Come l’IA mappa il corpo
Per creare l’atlante, i ricercatori hanno marcato nervi e cellule immunitarie nei topi con traccianti fluorescenti. Gli animali sono stati poi sottoposti a tecniche di chiarificazione dei tessuti, che hanno reso i corpi otticamente trasparenti preservando al tempo stesso questi segnali fluorescenti.
Una particolare microscopia a foglio di luce ha prodotto scansioni 3D ad alta risoluzione di interi corpi. L’IA ha quindi analizzato automaticamente le immagini e mappato 31 organi e tipi di tessuto.
Ciò ha permesso ai ricercatori di vedere, nello stesso momento, dove si verificano infiammazioni e danni strutturali in tutto il corpo.
Danni legati all’obesità in diversi organi
Il team ha testato il sistema su topi alimentati con una dieta ricca di grassi. Gli animali hanno sviluppato obesità e alterazioni metaboliche simili a quelle osservate nell’uomo.
I risultati hanno evidenziato un’infiammazione diffusa e modifiche dei tessuti in diversi organi, tra cui tessuto adiposo, fegato e muscoli.
Ma le scoperte più inattese riguardavano il sistema nervoso.
I ricercatori hanno osservato importanti alterazioni strutturali del nervo trigemino, che controlla la sensibilità del viso. Nei topi obesi il nervo presentava meno diramazioni e terminazioni.
Ciò suggeriva una perdita della normale funzione sensoriale.
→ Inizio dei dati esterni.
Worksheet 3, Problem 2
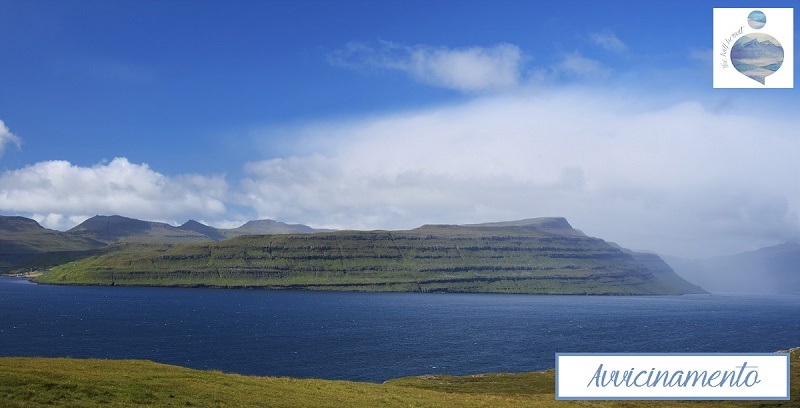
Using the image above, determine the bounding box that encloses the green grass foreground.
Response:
[0,349,800,407]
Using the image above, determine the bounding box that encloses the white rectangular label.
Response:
[556,353,789,400]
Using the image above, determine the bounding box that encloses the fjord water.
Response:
[0,278,800,382]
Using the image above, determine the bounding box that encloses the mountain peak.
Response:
[0,215,45,232]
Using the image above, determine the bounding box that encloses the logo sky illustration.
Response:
[730,10,784,85]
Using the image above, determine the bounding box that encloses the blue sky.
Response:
[0,0,800,256]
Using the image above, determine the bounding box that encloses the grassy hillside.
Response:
[37,219,699,295]
[0,352,800,407]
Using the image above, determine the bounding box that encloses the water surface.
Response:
[0,278,800,382]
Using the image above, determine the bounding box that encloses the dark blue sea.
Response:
[0,278,800,382]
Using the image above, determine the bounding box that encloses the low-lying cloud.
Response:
[240,91,800,255]
[0,158,227,229]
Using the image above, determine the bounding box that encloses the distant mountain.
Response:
[178,220,225,241]
[0,216,105,273]
[665,242,800,294]
[219,220,330,238]
[463,217,585,236]
[37,218,704,295]
[68,215,324,243]
[67,215,210,243]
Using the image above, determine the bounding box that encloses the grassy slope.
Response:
[37,226,704,295]
[0,351,800,407]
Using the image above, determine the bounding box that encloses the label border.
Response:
[555,353,792,401]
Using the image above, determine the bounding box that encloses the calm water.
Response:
[0,278,800,382]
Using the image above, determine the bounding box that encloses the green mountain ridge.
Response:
[67,215,327,244]
[0,215,326,273]
[0,216,106,272]
[36,218,704,295]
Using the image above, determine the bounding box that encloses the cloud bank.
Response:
[0,158,227,229]
[329,41,523,92]
[239,90,800,256]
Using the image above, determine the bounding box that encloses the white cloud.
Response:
[589,31,628,52]
[240,90,800,255]
[0,158,227,229]
[555,51,610,78]
[329,41,523,92]
[0,120,22,156]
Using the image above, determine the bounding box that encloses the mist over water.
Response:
[0,278,800,382]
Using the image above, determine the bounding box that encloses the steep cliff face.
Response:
[42,219,708,295]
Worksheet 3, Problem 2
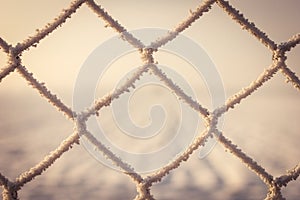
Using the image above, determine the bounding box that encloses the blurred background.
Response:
[0,0,300,200]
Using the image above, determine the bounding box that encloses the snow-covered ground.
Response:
[0,86,300,200]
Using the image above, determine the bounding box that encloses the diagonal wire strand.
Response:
[15,132,79,190]
[217,0,277,50]
[16,0,86,52]
[86,0,145,49]
[18,65,75,119]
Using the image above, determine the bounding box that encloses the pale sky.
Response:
[0,0,300,100]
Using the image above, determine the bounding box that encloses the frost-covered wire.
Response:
[16,0,86,52]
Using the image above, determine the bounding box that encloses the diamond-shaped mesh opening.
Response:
[0,0,300,200]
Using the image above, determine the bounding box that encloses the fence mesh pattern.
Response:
[0,0,300,200]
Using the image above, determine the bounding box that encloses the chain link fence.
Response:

I test comportamentali hanno confermato che i topi reagivano meno al tatto e agli stimoli.
Segnali osservati anche nell’uomo
Gli scienziati hanno poi analizzato campioni di tessuto umano prelevati da persone con obesità.
Hanno riscontrato alterazioni molecolari simili nel ganglio trigeminale, il centro nervoso collegato alla sensibilità del viso.
Questo indica che i danni ai nervi associati all’obesità osservati nei topi potrebbero verificarsi anche nell’uomo.
Un passo verso i ‘gemelli digitali’ delle malattie
Secondo i ricercatori, la piattaforma potrebbe cambiare profondamente il modo in cui si studiano le malattie complesse.
Invece di concentrarsi su un organo alla volta, gli scienziati possono ora esaminare come le malattie colpiscono l’intero corpo come sistema interconnesso.
Il team spera inoltre di creare in futuro dei ‘gemelli digitali’ degli organismi. Consentirebbero di simulare la progressione delle malattie e di testare i trattamenti prima di passare agli esperimenti fisici.
Strumenti di questo tipo potrebbero accelerare la scoperta di nuovi farmaci e ridurre il ricorso alla sperimentazione sugli animali.